I joined the the scouts aged 15, thus missing out cubs and scouts and going straight into the Venture scouts. At this age you basically get to go on camping weekends with your friends, girlfriends or boyfriends, where you can start fires and smash stuff up with big axes and hammers whilst cooking rudimentary curries in big metal pots. Lots of billycans of tea and digestive biscuits were also a feature of scouting as far as I could tell as well as trips to various public houses for crisps and lemonade probably. Wifey was a Venture scout too, persuing her own similar agenda on the other side of the Irish sea. So we really have to hand it to the Americans this time, as they have come up with a way to combine biscuits with scouting, and in typical land of opportunity way use it as a means of making cash.

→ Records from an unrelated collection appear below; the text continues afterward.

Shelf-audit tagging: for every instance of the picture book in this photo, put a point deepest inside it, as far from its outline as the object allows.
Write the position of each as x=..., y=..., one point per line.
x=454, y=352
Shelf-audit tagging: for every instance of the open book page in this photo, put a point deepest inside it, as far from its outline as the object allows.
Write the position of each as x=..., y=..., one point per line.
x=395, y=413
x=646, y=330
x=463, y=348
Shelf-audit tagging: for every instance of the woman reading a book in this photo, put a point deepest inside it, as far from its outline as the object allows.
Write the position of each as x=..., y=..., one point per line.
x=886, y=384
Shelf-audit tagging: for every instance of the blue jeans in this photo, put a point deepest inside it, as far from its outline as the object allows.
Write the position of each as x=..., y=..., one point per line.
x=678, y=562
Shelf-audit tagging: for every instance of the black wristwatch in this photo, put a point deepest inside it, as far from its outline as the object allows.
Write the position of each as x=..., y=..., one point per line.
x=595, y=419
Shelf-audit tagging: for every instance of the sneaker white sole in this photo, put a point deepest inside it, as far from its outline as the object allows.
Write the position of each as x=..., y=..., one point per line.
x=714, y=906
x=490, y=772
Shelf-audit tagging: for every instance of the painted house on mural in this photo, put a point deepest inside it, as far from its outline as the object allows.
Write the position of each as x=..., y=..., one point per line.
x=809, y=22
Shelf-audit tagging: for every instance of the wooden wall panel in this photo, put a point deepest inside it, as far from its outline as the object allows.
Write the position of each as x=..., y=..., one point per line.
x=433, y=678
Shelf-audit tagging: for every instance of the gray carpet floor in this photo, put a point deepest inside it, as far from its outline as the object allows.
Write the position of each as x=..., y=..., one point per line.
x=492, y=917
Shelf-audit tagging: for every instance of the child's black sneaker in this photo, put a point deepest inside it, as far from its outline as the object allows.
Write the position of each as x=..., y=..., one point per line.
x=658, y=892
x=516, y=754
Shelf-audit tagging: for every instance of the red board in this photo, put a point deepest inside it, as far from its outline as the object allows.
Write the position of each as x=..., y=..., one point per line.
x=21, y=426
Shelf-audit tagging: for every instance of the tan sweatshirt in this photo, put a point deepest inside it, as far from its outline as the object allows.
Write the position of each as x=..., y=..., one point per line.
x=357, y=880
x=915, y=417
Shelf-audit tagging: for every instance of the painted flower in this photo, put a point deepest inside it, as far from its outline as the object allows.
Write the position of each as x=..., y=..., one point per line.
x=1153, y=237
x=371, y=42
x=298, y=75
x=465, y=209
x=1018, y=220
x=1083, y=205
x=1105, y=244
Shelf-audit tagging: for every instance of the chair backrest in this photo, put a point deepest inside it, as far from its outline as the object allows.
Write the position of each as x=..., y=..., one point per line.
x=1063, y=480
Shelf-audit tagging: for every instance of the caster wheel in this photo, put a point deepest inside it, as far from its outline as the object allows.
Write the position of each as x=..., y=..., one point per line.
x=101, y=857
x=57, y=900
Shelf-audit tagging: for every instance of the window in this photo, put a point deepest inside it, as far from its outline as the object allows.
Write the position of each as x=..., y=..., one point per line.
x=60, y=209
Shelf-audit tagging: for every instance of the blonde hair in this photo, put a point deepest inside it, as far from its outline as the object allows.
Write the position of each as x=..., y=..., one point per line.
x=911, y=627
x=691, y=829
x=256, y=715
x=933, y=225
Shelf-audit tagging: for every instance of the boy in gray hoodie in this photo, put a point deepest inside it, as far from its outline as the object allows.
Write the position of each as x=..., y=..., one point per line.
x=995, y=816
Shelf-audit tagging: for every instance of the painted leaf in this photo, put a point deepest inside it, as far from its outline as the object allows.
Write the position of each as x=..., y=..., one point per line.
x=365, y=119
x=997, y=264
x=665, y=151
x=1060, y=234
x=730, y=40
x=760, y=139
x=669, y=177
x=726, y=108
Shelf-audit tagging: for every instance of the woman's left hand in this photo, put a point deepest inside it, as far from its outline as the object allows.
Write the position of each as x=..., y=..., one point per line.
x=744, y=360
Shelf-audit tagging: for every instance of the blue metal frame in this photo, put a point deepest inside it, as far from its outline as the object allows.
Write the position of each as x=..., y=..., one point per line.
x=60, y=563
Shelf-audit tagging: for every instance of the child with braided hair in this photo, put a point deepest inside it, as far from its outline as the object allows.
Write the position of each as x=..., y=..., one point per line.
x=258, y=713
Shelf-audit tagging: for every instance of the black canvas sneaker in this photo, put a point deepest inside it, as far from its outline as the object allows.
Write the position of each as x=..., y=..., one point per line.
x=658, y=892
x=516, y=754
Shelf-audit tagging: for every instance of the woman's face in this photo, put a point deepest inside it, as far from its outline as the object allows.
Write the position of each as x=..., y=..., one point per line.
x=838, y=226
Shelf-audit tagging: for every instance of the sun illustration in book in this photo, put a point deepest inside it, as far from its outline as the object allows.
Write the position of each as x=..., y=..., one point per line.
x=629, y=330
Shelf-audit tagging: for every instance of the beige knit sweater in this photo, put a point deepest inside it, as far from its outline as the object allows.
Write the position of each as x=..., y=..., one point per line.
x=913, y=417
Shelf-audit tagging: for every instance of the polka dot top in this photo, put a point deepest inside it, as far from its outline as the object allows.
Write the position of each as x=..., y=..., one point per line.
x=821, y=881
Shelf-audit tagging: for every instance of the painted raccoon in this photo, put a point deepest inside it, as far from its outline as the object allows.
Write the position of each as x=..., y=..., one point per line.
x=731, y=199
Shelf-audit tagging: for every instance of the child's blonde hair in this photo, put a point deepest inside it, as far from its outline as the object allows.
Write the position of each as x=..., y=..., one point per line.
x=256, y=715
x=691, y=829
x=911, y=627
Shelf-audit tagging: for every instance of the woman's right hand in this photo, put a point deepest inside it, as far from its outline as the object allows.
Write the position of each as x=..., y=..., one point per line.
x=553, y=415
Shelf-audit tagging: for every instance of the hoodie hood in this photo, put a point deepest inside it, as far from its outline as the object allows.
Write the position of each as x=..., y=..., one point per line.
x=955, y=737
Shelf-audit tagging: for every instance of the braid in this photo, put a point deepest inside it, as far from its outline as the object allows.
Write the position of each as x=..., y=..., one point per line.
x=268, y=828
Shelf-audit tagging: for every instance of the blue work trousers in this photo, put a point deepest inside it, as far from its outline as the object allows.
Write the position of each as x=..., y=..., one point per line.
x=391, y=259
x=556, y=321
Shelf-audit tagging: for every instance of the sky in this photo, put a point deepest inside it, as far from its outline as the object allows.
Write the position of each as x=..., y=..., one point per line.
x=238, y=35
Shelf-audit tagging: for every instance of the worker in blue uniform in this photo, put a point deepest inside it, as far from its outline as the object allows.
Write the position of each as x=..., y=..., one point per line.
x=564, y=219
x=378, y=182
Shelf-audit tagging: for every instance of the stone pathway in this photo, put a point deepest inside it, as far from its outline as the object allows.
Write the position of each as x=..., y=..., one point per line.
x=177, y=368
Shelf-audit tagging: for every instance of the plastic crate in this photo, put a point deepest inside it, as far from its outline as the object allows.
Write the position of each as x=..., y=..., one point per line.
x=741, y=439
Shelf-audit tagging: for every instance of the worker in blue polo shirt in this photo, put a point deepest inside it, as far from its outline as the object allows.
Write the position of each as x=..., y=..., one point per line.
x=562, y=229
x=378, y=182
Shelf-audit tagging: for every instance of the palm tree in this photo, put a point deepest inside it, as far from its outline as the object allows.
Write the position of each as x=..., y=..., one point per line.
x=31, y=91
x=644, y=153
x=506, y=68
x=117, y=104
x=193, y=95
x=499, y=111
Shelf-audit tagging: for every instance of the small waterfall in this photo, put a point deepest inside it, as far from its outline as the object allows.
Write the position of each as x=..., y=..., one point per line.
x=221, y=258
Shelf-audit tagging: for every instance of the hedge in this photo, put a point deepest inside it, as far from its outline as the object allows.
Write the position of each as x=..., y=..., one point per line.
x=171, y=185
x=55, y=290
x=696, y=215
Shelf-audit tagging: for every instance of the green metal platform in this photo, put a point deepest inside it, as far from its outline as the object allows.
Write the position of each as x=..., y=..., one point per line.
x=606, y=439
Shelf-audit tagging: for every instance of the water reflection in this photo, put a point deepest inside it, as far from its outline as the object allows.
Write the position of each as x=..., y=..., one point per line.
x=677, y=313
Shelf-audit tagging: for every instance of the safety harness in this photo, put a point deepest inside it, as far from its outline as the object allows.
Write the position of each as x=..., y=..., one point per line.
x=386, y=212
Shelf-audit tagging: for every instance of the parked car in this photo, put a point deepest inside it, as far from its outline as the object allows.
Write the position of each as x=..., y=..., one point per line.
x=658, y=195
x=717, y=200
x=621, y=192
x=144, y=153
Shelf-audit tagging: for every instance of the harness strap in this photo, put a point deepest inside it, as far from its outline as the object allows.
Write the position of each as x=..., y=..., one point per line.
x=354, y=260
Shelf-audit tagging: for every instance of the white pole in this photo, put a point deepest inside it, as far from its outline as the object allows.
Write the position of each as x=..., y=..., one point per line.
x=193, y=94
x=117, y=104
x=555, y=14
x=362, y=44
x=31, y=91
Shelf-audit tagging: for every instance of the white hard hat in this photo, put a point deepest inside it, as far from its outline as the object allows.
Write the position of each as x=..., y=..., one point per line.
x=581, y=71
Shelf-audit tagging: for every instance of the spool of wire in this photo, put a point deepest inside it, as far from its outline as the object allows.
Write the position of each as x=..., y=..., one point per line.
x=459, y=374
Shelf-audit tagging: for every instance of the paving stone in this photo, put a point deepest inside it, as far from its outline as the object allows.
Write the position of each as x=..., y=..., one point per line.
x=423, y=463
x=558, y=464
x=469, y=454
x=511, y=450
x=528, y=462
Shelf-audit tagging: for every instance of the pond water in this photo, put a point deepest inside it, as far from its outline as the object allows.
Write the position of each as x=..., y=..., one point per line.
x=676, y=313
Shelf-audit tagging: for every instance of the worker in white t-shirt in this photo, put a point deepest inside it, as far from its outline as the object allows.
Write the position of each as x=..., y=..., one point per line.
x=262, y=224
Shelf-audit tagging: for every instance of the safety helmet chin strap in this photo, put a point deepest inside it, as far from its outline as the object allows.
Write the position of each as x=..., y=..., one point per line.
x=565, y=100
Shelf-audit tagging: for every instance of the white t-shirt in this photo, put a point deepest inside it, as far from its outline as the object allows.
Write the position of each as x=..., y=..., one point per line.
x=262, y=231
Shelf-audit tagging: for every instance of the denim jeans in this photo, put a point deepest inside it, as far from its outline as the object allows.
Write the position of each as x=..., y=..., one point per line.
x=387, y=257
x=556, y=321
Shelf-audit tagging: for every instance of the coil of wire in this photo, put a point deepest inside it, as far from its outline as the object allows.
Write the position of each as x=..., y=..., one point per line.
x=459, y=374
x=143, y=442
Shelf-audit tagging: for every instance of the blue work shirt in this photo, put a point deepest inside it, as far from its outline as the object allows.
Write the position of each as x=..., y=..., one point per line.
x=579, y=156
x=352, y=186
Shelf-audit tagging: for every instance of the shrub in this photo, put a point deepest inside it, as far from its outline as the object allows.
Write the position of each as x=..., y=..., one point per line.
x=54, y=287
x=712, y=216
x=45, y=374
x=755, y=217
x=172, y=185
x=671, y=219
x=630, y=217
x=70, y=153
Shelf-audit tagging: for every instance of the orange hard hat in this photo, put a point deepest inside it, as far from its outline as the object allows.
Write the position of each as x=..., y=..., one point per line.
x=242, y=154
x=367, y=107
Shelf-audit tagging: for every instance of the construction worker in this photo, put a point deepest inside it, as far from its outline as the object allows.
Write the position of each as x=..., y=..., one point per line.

First off a huge thanks to Monkey at for sending over the Girl Scout cookies. Anybody who has checked out Monkey's site will see that food is probably Monkey's specialist subject. So when the Thin Mints turned up I was very happy indeed as I had been informed by other Americans that this is one of the finest biscuits in the Girl Scouts repertoire. Monkey also popped in a pack of Samosas which are apparently celebrating their 30th anniversary.

So whilst to Americans the idea of Girl Scouts forming some sort of nationwide biscuit distribution chain might seem like a slice of pure down home good ol' something or other, to the rest of the world its a bit weird. Obviously we need to look into this a bit.

There is a lot of history involved in Girl Scout Cookies, a registered trademark just in case you were thinking of making your own. Obviously that's how they started out in the early years of the twentieth century, a home baked cookie sold to raise funds for local community Girl Scout groups across the USA. In the 1930's the Girl Scout movement had licensed commercial bakeries to produce the biscuits and by the 1940s nearly 30 bakeries across the country were making the cookies. The cookies were still sold door to door with the profits going to the Scouts. The 1970s saw a rationalistion of the range with the number of bakeries dropping to 4 and standard packs being used across all manufacturers. Today there are just two bakeries licensed to produce these historic biscuits, ABC/Interbake and Little Brownie, ours came from Little Brownie.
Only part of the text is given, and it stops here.